New Caledonia is the closest South Pacific Island to Australia and New Zealand. It is a French Territory and although the official language is French the culture is a blend of Melanesian, European, Polynesian, Vietnamese, Chinese, Indonesian, and more. There is one large mountainous island called Grande Terre and 6 smaller islands - the three Loyalty Islands, Belep and the Isle of Pines.The islands are remarkably unpopulated and there are vast areas of wilderness. There are hundreds of kilometers of walking treks, camp grounds, more than 42 parks and reserves, and crystal clear rivers with sparkling waterfalls. Almost one third of the population is located in the capital city of Noumea. Nickel mining is the primary industry and is the major contributor to the high standard of living in the country.
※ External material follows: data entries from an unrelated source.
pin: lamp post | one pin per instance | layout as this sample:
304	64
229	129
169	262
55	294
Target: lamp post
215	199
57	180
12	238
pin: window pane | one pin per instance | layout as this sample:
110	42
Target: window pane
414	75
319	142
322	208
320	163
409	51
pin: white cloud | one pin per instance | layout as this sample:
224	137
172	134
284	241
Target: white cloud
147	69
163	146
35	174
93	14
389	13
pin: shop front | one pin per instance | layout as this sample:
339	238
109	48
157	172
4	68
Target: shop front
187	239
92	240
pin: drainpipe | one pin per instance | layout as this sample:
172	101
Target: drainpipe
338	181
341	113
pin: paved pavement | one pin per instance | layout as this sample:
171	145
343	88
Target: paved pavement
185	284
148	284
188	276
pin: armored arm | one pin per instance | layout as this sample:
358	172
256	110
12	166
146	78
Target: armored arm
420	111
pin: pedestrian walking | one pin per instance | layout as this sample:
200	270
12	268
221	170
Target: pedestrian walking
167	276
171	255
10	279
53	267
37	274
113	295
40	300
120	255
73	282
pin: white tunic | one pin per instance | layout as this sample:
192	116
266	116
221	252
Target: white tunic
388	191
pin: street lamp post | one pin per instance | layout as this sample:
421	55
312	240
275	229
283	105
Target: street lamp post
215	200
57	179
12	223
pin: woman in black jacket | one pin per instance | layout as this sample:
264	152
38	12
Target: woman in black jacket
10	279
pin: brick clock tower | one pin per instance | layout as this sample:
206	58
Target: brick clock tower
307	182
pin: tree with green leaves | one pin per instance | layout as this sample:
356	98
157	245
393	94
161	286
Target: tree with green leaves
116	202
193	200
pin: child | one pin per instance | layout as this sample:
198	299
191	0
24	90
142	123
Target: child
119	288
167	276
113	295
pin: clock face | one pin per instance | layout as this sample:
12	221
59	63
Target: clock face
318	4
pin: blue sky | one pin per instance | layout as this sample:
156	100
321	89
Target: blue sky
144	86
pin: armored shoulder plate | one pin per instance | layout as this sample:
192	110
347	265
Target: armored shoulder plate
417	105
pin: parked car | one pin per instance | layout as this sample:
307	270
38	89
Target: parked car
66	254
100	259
Grande Terre is surrounded by the second largest barrier reef in the world and the protected lagoon created by this barrier reef is the largest in the world. Listed as a World Heritage Site in 2008, the lagoon is 24,000 square kilometers and supports a diverse and luxuriant fauna of fish and invertebrates.The vibrant, clear and rich colors are one of the first things that visitors notice when they arrive. Noumea has a complete range of hotels, resorts, restaurants, and activities to welcome visitors.